Keywords: Inverse, LU Factorization, Homogeneous Coordinates, Perspective Projections, Rank
This is the Chapter2 ReadingNotes from book Linear Algebra and its Application.
Matrix Operation
$$
\begin{aligned}
&AB \neq BA
\\
&AB = AC,it’s \space not \space true \space B = C
\\
&AB = 0, it’s \space not \space true \space A = 0 \space or \space B = 0
\\
&(A^T)^T = A
\\
&(A+B)^T = A^T+B^T
\\
&(AB)^T = B^TA^T
\\
&A(BC) = (AB)C
\end{aligned}
$$
- The fastest way to obtain $AB$ on a computer depends on the way in which the computer stores matrices in its memory. The standard high-performance algorithms, such as in LAPACK, calculate $AB$ by columns, as in our definition of the product. (A version of LAPACK written in C++ calculates $AB$ by rows.)

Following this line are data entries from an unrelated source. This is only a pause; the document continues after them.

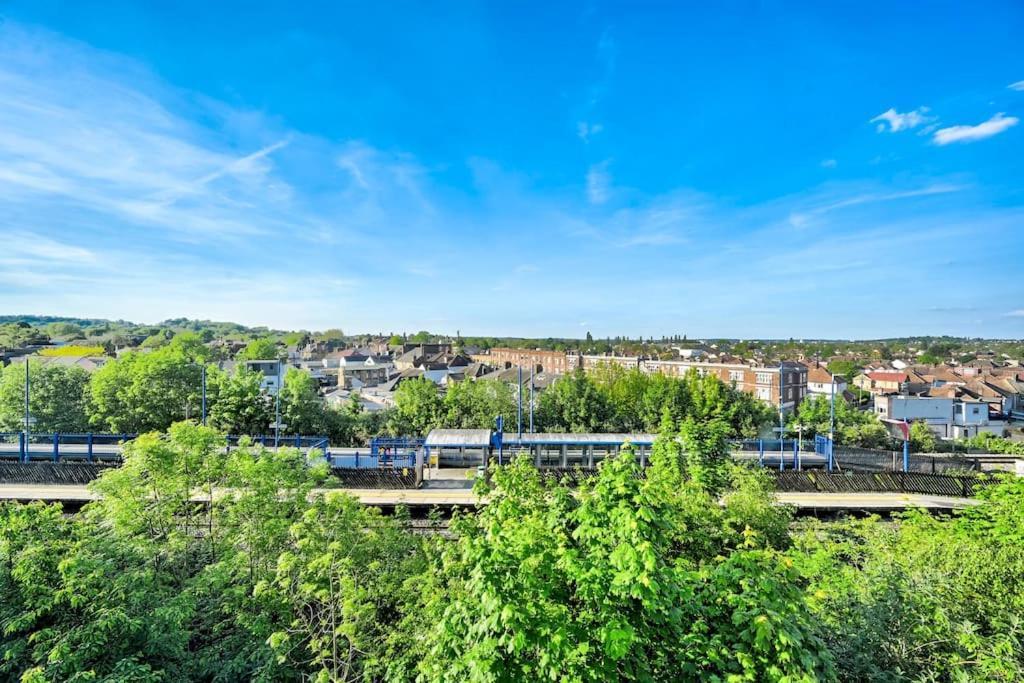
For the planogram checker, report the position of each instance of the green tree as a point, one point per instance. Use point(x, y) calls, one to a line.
point(474, 404)
point(418, 408)
point(263, 348)
point(56, 397)
point(544, 585)
point(573, 403)
point(238, 402)
point(344, 575)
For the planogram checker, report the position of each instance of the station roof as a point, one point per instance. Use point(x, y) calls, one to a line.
point(455, 438)
point(561, 438)
point(480, 438)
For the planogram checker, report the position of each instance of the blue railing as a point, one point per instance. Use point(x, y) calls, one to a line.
point(58, 446)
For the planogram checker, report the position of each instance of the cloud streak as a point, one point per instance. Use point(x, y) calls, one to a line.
point(997, 124)
point(895, 122)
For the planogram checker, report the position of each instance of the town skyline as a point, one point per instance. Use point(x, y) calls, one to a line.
point(770, 173)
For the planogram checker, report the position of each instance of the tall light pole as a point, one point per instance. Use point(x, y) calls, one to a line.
point(204, 394)
point(832, 426)
point(781, 419)
point(519, 414)
point(531, 369)
point(28, 432)
point(276, 411)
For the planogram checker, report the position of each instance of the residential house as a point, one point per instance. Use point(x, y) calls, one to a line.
point(880, 383)
point(822, 383)
point(945, 416)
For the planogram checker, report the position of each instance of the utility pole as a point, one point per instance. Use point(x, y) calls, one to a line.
point(28, 431)
point(204, 394)
point(832, 426)
point(519, 418)
point(531, 368)
point(781, 419)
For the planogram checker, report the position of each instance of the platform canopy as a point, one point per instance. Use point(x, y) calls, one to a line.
point(458, 438)
point(570, 439)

- The definition of $AB$ lends itself well to parallel processing on a computer. The columns of $B$ are assigned individually or in groups to different processors, which independently and hence simultaneously compute the corresponding columns of $AB$.
The Inverse of Matrix
An $n \times n$ matrix $A$ is said to be invertible if there is an $n \times n$ matrix $C$ such that
$$
CA = I \space and \space AC = I
$$
A matrix that is not invertible is sometimes called a singular matrix, and an invertible matrix is called a nonsingular matrix.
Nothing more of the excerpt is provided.